Using Porter’s book as their guide, the researchers selected specific extracts from the bark, leaves, galls, and other parts of the plants. These compounds were then tested against three species of drug-resistant bacteria associated with wounds, namely Acinetobacter baumannii, Staphylococcus aureus, and Klebsiella pneumoniae.

“We found that they worked against a number of bacteria that are commonly implicated in [wartime] wounds—including drug-resistant strains,” said Quave. “While some exhibited classic antibiotic activity—such as slowing down the growth or killing the bacteria—others acted by blocking the bacteria’s ability to stick to surfaces (important to wounds) or by blocking bacterial communication responsible for the production of toxins that destroy tissues.”

When asked if doctors would ever want to treat an infection solely with one of these remedies, Quave said it would depend on the context.

“I don’t believe these would be effective as an oral medication to treat a systemic infection, but they could be potentially useful in wound care—perhaps formulated as a wound rinse, hydrogel, or medicated bandage,” she said.
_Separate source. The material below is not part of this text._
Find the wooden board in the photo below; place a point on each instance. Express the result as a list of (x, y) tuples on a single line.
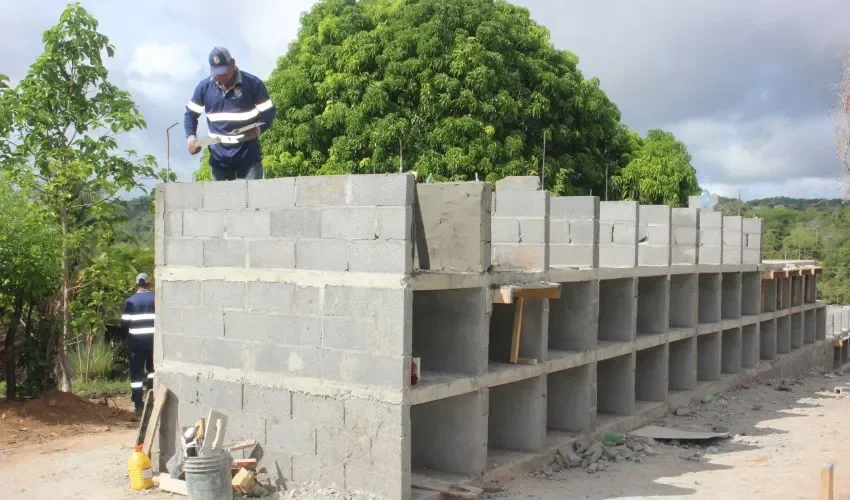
[(159, 398), (146, 415), (450, 490)]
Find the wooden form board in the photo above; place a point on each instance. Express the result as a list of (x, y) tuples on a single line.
[(517, 294)]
“This new scientific research confirms that folk medicine used in the Civil War actually did fight bacteria and prevent infection,” Joan E. Cashin, a historian at the Ohio State University and author of War Stuff: The Struggle For Human And Environmental Resources In The American Civil War, wrote in an email to Gizmodo. “These staggering results prove yet again that truth—and history—is stranger than fiction,” said Cashin, who wasn’t involved in the new study.

Looking ahead, Quave would like to determine which compounds are responsible for the specific antibacterial activities observed in the study, and to test formulations of the most promising extracts in wounds infected with antibiotic resistant bacteria. Ultimately, Quave would like to see these discoveries translated to actual medicines.

“Perhaps the best implementation will be as a topical antimicrobial medical device—like a hydrogel, wound rinse, or medicated bandage,” she said.